No lo reconocían, y no lo reconocían, pero era Él. Esto es lo que nos narra el Evangelio. Su propia gente cercanísima, que no pareció creer eso de que resucitaría, no reconocía a Jesús resucitado, aunque lo tuvieran enfrente, igual que unos días antes. Pero Él se hizo reconocer.
María Magdalena no lo reconoció, lo confundió con el hortelano, hasta que Él le dijo ¡María! Y lo reconoció. Los discípulos camino a Emaús tampoco lo reconocían, hasta que bendijo y partió el pan. Los discípulos bien encerrados por miedo a los judíos, tampoco lo reconocían, hasta que tuvo que decirles que era Él, que lo tocaran, que vieran sus manos y sus pies, que no era un fantasma, y todavía comió pescado frente a ellos.
Por su parte, el antes ausente apóstol Tomás, en cuanto lo tuvo enfrente, lo reconoció y le dijo “Señor mío y Dios mío”, tras no haberles creído a sus compañeros, que lo habían tenido con ellos unos días antes. Pero aun así, tuvo cierta reprimenda de Jesús, quien le dijo que eran “bienaventurados los que sin haber visto, han creído”. Creamos nosotros sin haberlo visto presente.
A Saulo, cuando lo hizo caer de su caballo, le respondió a su pregunta de “Señor, ¿quién eres?”, diciéndole: “Yo soy Jesús, a quien tú persigues”. De allí en adelante Saulo, ahora Pablo, lo reconoció y sería su gran apóstol hasta la muerte.
Pero vengamos a nuestra realidad. A quienes son creyentes en Cristo, y aunque les cueste algún trabajo reconocer a veces este misterio, saben que en las especies consagradas, allí está Él, en cuerpo, sangre, alma y divinidad.

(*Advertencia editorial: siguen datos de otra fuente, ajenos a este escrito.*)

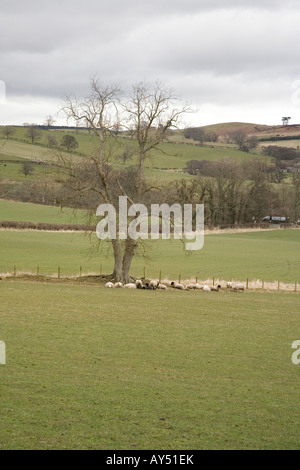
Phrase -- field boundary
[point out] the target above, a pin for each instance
(101, 279)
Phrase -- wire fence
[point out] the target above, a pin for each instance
(39, 272)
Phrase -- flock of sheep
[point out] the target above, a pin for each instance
(152, 285)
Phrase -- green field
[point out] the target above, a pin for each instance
(92, 368)
(268, 255)
(27, 212)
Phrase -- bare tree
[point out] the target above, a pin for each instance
(150, 114)
(239, 137)
(49, 121)
(33, 133)
(27, 168)
(8, 131)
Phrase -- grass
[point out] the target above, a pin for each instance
(92, 368)
(27, 212)
(271, 255)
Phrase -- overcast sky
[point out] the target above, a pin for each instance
(232, 60)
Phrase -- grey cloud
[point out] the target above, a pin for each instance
(241, 53)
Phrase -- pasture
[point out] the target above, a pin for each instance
(265, 255)
(94, 368)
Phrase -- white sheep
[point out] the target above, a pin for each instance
(198, 286)
(153, 284)
(130, 285)
(110, 285)
(139, 284)
(239, 287)
(191, 286)
(176, 285)
(215, 288)
(162, 287)
(206, 289)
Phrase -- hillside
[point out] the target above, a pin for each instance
(259, 130)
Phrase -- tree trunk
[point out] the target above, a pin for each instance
(117, 272)
(130, 246)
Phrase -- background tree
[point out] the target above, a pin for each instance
(33, 133)
(49, 121)
(126, 155)
(52, 141)
(8, 131)
(27, 168)
(238, 137)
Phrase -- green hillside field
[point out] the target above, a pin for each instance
(266, 255)
(109, 369)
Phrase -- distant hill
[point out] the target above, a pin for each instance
(259, 130)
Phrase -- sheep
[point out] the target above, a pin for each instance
(215, 288)
(119, 285)
(191, 286)
(139, 284)
(176, 285)
(110, 285)
(239, 287)
(130, 285)
(198, 286)
(162, 287)
(153, 284)
(206, 289)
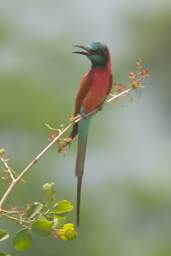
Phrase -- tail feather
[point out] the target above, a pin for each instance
(79, 170)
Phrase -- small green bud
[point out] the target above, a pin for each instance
(67, 232)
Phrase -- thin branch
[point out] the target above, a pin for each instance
(39, 156)
(7, 168)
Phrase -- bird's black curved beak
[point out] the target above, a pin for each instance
(86, 50)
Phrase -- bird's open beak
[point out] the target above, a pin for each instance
(86, 51)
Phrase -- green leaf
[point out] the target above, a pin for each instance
(3, 235)
(42, 227)
(23, 240)
(49, 190)
(34, 210)
(62, 207)
(4, 254)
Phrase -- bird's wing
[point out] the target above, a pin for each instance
(85, 85)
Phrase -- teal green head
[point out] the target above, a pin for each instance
(96, 52)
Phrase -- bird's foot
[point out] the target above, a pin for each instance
(63, 144)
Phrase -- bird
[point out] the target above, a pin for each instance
(94, 87)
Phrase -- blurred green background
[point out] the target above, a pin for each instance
(126, 199)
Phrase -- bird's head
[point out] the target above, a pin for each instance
(96, 52)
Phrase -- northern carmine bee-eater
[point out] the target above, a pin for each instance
(94, 88)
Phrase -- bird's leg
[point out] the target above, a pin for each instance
(63, 144)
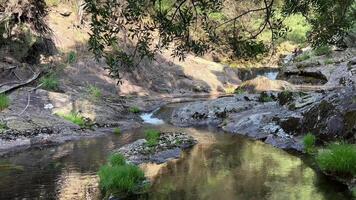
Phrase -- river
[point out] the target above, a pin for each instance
(220, 166)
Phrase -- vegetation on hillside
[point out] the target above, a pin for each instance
(119, 178)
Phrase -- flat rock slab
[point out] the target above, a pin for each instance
(170, 146)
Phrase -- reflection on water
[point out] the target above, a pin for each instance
(219, 167)
(235, 168)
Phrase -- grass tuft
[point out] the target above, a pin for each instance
(75, 118)
(338, 158)
(264, 97)
(50, 83)
(309, 143)
(302, 57)
(118, 178)
(71, 57)
(94, 92)
(134, 109)
(4, 101)
(3, 127)
(152, 137)
(239, 91)
(117, 131)
(117, 160)
(322, 50)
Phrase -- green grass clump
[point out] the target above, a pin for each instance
(338, 158)
(71, 57)
(302, 57)
(117, 131)
(3, 127)
(50, 83)
(328, 61)
(117, 159)
(75, 118)
(94, 92)
(120, 179)
(239, 91)
(322, 50)
(309, 143)
(4, 101)
(134, 109)
(152, 137)
(264, 97)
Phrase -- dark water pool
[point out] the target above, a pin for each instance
(221, 166)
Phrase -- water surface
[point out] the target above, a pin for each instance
(221, 166)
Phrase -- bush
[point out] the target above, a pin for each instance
(4, 101)
(117, 159)
(264, 97)
(3, 127)
(338, 158)
(302, 57)
(71, 57)
(118, 178)
(152, 137)
(309, 143)
(75, 118)
(328, 61)
(322, 50)
(117, 131)
(50, 83)
(94, 92)
(134, 109)
(239, 91)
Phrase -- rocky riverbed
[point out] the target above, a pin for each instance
(169, 146)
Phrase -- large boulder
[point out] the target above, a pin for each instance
(334, 117)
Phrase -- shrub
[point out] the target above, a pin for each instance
(117, 131)
(94, 92)
(338, 158)
(239, 91)
(3, 127)
(302, 57)
(118, 178)
(264, 97)
(4, 101)
(134, 109)
(75, 118)
(322, 50)
(328, 61)
(117, 160)
(50, 82)
(71, 57)
(152, 137)
(309, 143)
(230, 90)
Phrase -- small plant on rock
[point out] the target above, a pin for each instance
(264, 97)
(134, 109)
(4, 102)
(94, 92)
(71, 57)
(338, 158)
(3, 127)
(117, 131)
(119, 179)
(322, 50)
(152, 137)
(75, 118)
(50, 82)
(239, 90)
(309, 143)
(302, 57)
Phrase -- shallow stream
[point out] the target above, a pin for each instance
(220, 166)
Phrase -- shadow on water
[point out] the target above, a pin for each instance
(221, 166)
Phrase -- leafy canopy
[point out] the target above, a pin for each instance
(196, 26)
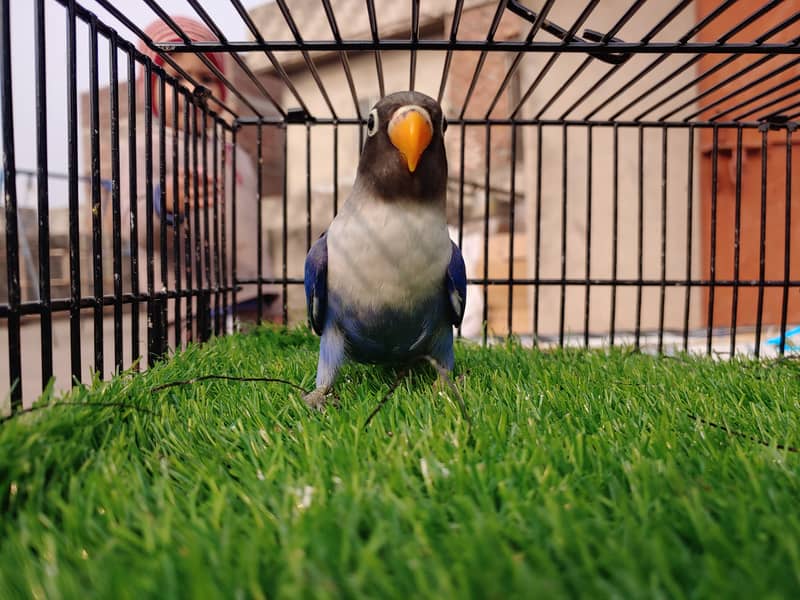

Qué bien, lo reconocemos en el Santísimo. La fe nos lo dice, pero algo más falta.
¿Qué más hay de reconocerlo, a Él, al Cristo resucitado? Algo que espera de nosotros, y que la enseñanza de la Iglesia nos lo recuerda constantemente: mirar a Jesús en nuestros hermanos en alguna necesidad. En ellos ¡está Él!
Veamos el asunto desde el punto de vista humano. Cuántas veces se escuchan frases como éstas, de pedir por otros a nuestro nombre. Por ejemplo: “mira, te va a ir a buscar, necesita ayuda, apoyo, dáselo, y hazle ese favor como si me lo hicieras a mí”. O “habla con él, con toda confianza, como si hablaras conmigo mismo”. “Te lo voy a agradecer”. Cada vez que pedimos ayuda, apoyo, favores para otro a quien amamos, como si fuera para nosotros, lo vemos como para una especie de alter-ego, “otro yo”. Y esto siempre nos parece normal.
Pues bien, Jesús nos pidió que ayudáramos a nuestros hermanos en Él en sus necesidades, que viéramos en la cara del necesitado la cara del Cristo resucitado, Su cara. También esto nos es recordado con frecuencia. Ver a Jesús en nuestro prójimo. Hagamos caso, pues.
Y sobre esto no deja Jesús ninguna duda, pues nos ha adelantado que en el gran juicio, llevará con Él a los “benditos de Mi Padre”, los que han dado de comer, de beber, de vestir, de alojar, de visitar y más a quienes lo necesitaban, y que cuando los justos le pregunten que cuándo lo hicieron, Él responderá que cuando lo hicieron con alguno de nuestros hermanos. Ni un vaso de agua quedará sin recompensa, nos dijo.
No hay duda alguna, Cristo quiere, ¡nos ordena! que lo veamos, que lo reconozcamos a Él en los hermanos en necesidad. Algo más nos enseñó, y es que quien lo conoce a Él conoce al Padre. ¿Qué más necesitamos para reconocerlo?
Hay algo más todavía. Cuando somos amados, cuando tenemos lo necesario, cuando somos consolados, cuando de pronto las cosas de la vida se acomodan a nuestras necesidades, reconozcamos que tras esos eventos hay alguien que lo hizo; reconozcamos a Jesús como el dador de los favores recibidos.
Así que hagamos como Él nos dice; reconozcámoslo siempre en nuestros hermanos, ayudémoslos tal como si fuera Él mismo. El Cielo, la Resurrección, esperan a quienes lo reconocen y actúan en consecuencia. Veamos Su persona resucitada en los hombres, que bien nos dijo que quienes lo reconocen, Él los reconocerá ante el Padre, y que seamos dignos, por ese reconocimiento nuestro de Él, de recibir la invitación como benditos de Su Padre, a compartir la gloria eterna.